O Sol já vai longe, levando o seu calor a outras paragens. Queria eternizá-lo, tal como a tua presença junto de mim. A tua ausência dilacera-me. Recordo, todos os instantes, o teu sorriso, o teu olhar. A forma como mordes o lábio, cada vez que ficas embaraçada ou sem palavras. Como baixas o olhar, quando precisas ganhar um instante para voltares a ti. As viagens que fazíamos, de veleiro - insistias sempre que as nossas fugas fossem de veleiro, lembras-te? “Se é para fugir, que seja como eu quero…” era o teu argumento irredutível. E eu, eu limitava-me acompanhar-te, cegamente, para onde quer que fossemos…

Não olho para ninguém como olho para ti, Mar…só a ti vejo, só a ti sinto, vives em mim, quando durmo ou acordado. As palavras parecem-me escassas e vãs, Mar, os pensamentos e as memórias atropelam-se, toldam-me o raciocínio.

Estou perdido em ti…(…)”

Mariana interrompeu a leitura e disse para si própria as frases seguintes. Quantas vezes lera aquele pedaço de papel, que os vincos denunciavam o Tempo?

Ternamente, dobrou-o com extremo cuidado, recolocando-o na caixa que era a sua morada. Voltou a encostar a testa - agora escaldante - ao vidro da janela e encontrou, desenhado na rua, o rosto de Vasco, que lhe sorria.

~3~




Mariana desdobrou cuidadosamente aquele papel tantas vezes dobrado e desdobrado. Manuseava-o com carinho, com uma ternura imensa, como se de um frágil cristal se tratasse. Sabia as palavras de cor, sentia as pausas que Vasco fez, antes de iniciar cada parágrafo. Mariana sabia o que Vasco sentiu antes de pegar na linda caneta de tinta permanente - herança do avô -e se predispôs escrever-lhe. Não, não era apenas escrever-lhe, mas sim abrir-lhe o seu coração. Podia imaginá-lo na perfeição, a passar a mão pelos cabelos, o olhar vago no infinito, a vontade que Vasco sentia, de querer abraçá-la naquele momento…

domingo, 19 de fevereiro de 2012

~2~





Vasco atravessava a rua com ligeireza. As mãos esquecidas nos bolsos, o pensamento ausente, vagueava em tempos idos, mas, contudo tão presentes. Diante de si, desenhado no chão molhado da chuva, erguia-se o rosto de Mariana - como esquecer aquele rosto, tantas vezes admirado, tantas vezes acariciado? -, como uma miragem, inundado de luz aquela tarde tão fria.

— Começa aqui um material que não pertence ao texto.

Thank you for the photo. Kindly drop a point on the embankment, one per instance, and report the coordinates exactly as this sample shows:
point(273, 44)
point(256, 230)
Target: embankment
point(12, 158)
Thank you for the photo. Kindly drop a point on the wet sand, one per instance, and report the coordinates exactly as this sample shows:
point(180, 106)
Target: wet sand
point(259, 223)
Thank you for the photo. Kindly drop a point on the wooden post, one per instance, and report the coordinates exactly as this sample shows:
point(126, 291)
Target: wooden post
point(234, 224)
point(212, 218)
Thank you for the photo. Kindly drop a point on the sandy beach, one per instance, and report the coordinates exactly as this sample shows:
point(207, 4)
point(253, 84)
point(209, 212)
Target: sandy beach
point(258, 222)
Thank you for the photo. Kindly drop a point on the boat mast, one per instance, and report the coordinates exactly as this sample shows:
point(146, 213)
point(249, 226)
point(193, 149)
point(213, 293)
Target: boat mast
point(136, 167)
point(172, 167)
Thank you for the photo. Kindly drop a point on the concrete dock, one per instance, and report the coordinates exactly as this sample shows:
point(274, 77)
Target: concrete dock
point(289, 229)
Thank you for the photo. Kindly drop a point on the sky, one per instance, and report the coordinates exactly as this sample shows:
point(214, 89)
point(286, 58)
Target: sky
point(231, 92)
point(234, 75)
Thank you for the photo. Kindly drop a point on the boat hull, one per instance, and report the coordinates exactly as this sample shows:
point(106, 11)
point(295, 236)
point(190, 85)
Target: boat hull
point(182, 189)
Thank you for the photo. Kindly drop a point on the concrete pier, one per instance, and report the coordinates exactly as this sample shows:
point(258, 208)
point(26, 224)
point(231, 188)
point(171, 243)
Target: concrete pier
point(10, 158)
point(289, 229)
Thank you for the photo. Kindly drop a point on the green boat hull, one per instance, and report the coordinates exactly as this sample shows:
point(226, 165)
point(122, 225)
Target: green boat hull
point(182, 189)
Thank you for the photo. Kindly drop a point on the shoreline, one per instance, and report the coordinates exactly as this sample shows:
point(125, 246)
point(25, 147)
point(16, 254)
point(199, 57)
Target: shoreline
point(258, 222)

Surpreendido por uma buzina, desviou-se com agilidade de um carro. Os pensamentos consumiam-no, as lembranças torturavam-no e o rosto de Mariana, sempre o rosto de Mariana…diante dos seus olhos.

sábado, 18 de fevereiro de 2012

~1~





Aproximou-se da janela da sala. A sua sala preferida, sempre inundada de sol. Hoje não. Encostou a testa ao vidro da janela, quase sentindo as bátegas de chuva no rosto. Mariana estremeceu perante o impacto causado pelo vidro frio. Ventos siberianos fustigavam as árvores da avenida. Tal como os seus pensamentos eram assolados pelas memórias. A distância aumentava a saudade, não trazia o esquecimento.



Sorriu. Por dentro. A sua alma gélida e árida ainda sabia sorrir, perante as recordações que albergava no coração.